Central banks help Europe avert crisis, but for how long?

ByABC News
November 30, 2011, 10:10 PM

— -- Stocks soared Wednesday after six major central banks agreed to aid European banks, an effort designed to stimulate economic growth in Europe and prevent its debt crisis from unhinging the global economy.

But Europe's woes will continue to rattle U.S. markets — and threaten the fragile U.S. economic recovery — until the euro crisis is settled.

"It buys time. It keeps credit flowing. And it averts a European banking crisis — for now," says Andrew Busch, global currency and public policy strategist at BMO Capital Markets.

Just how much time the central banks are buying is an open question. A European Union summit is scheduled next Thursday and Friday in Brussels to try to fix a debt crisis that began two years ago in Greece and is now spreading to countries with stronger finances.

"We are now entering the critical period of 10 days to complete and conclude the crisis response of the European Union," EU Monetary Affairs Commissioner Olli Rehn said. "There is no one single silver bullet that will get us out of this crisis."

The crisis that central banks are trying to contain: Banks and lenders, fearing that they would not get paid back, have cut off the cash spigot to European banks, which are hobbled by their massive holdings in eurozone government debt. U.S.-based money market funds, for example, have severely cut back on their financing of European banks.

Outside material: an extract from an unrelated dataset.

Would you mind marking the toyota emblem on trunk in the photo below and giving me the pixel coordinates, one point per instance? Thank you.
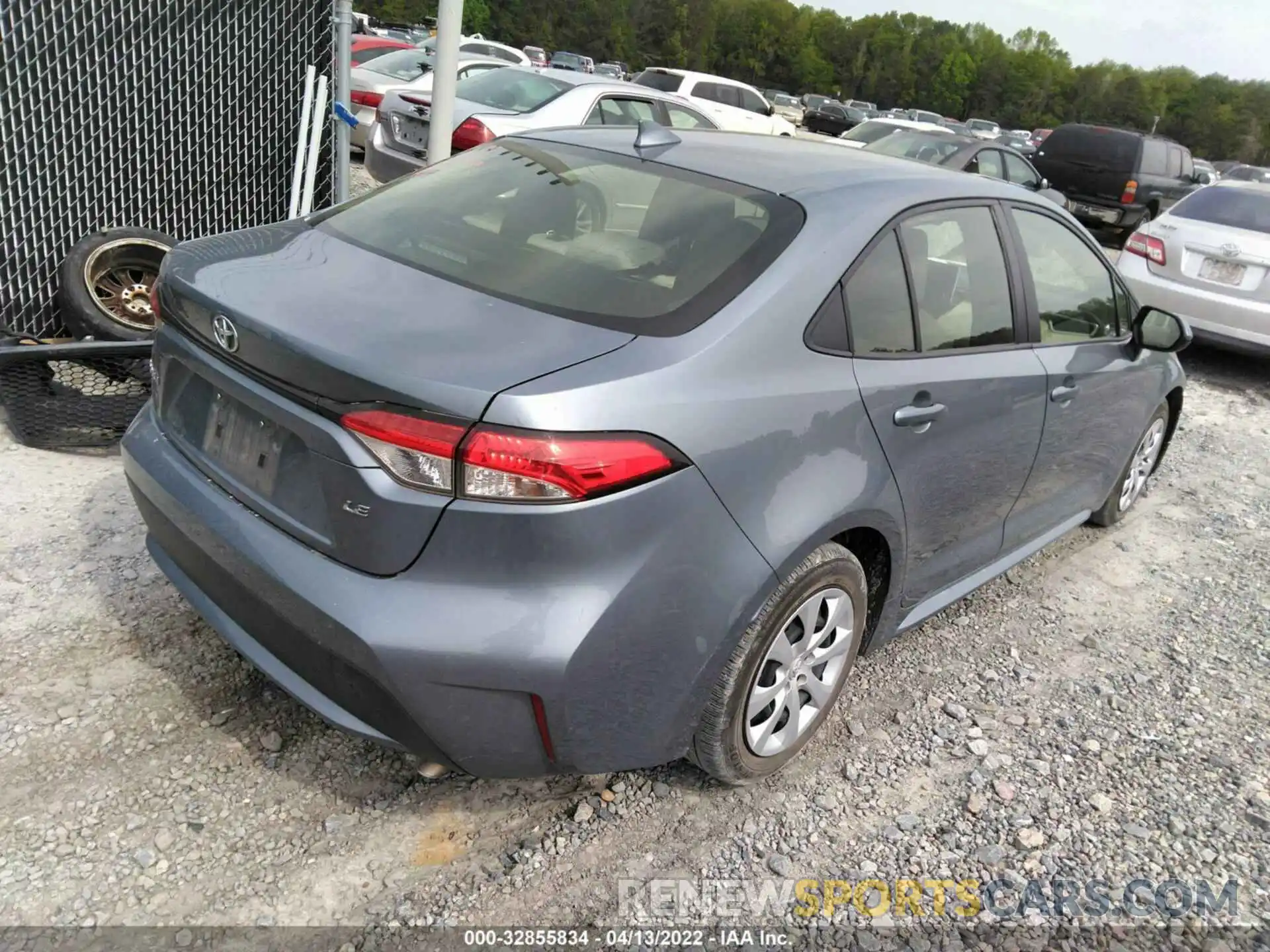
(225, 333)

As loans to European banks have dried up, so has their ability to lend and keep the European economy going. The nightmare scenario: a meltdown like the collapse of Lehman Bros. in 2008. That, in turn, could push Europe deeper into recession and force the abandonment of the euro, which could put further pressure on the U.S. economy.

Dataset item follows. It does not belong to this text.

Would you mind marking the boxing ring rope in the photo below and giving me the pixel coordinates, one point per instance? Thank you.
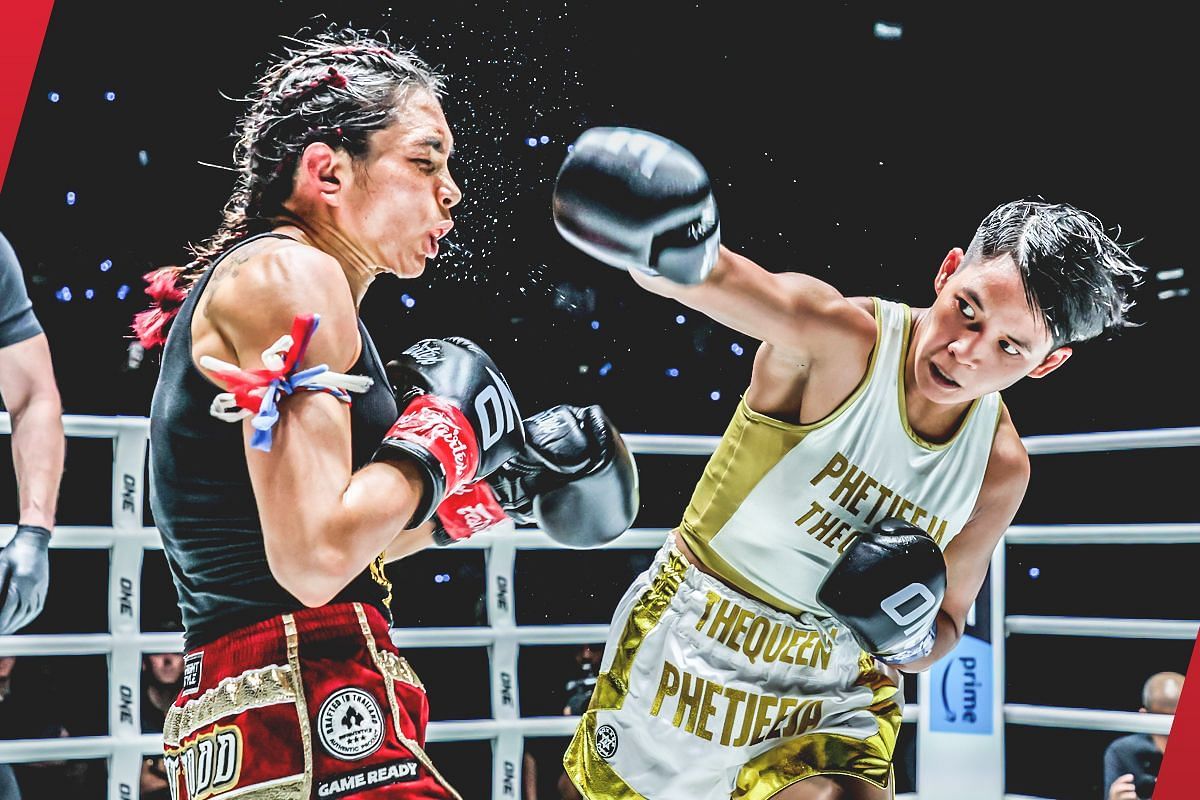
(127, 539)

The Federal Reserve, coordinating with the Bank of England, the European Central Bank (ECB), the Bank of Japan, the Bank of Canada and the Swiss national bank, reduced the cost of short-term dollar loans to banks, called liquidity swaps, by a half percentage point starting Monday

The central banks' move ensures that European banks will be able to borrow dollars from their own central banks and continue to lend to households and businesses. "The key here is that all the governments understand that they need to provide the banking system with funds to operate," says Gary Motyl, chief investment officer of Templeton Global Equity Group.

U.S. investors sent the Dow Jones industrial average up 490.05 points, or 4.2%, its seventh-best point gain ever, and its biggest rise since March 2009.

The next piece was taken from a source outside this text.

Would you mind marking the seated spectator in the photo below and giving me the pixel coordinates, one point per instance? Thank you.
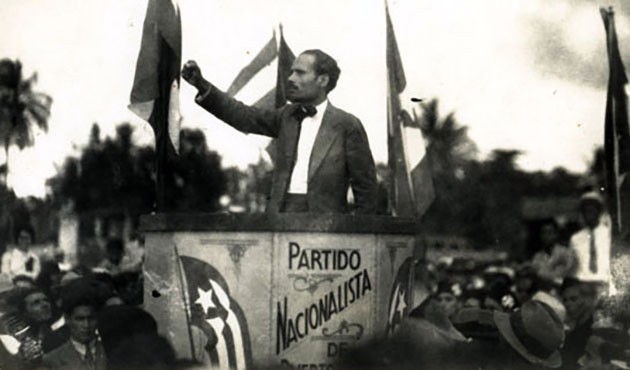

The German DAX index leaped nearly 5%.

"Finally, global action!" said Busch. "This is an important step. It shows the world can work in unison to address the global funding issue."

Absent Europe's troubles, the U.S. stock market would probably be higher than it is now. Interest rates are low, the economy is growing, and corporate profits are robust. Private employers added 206,000 workers in November, more than economists had expected, ADP Employer Services reported Wednesday. And in a surprise move, China eased banks' reserve requirements to stimulate its economy.

But many investment professionals warned that the eurozone crisis is far from over.

"Europe is still in crisis-containment mode, not crisis-resolution mode," says Samy Muaddi, vice president at T. Rowe Price. "We still have the same concerns we did yesterday."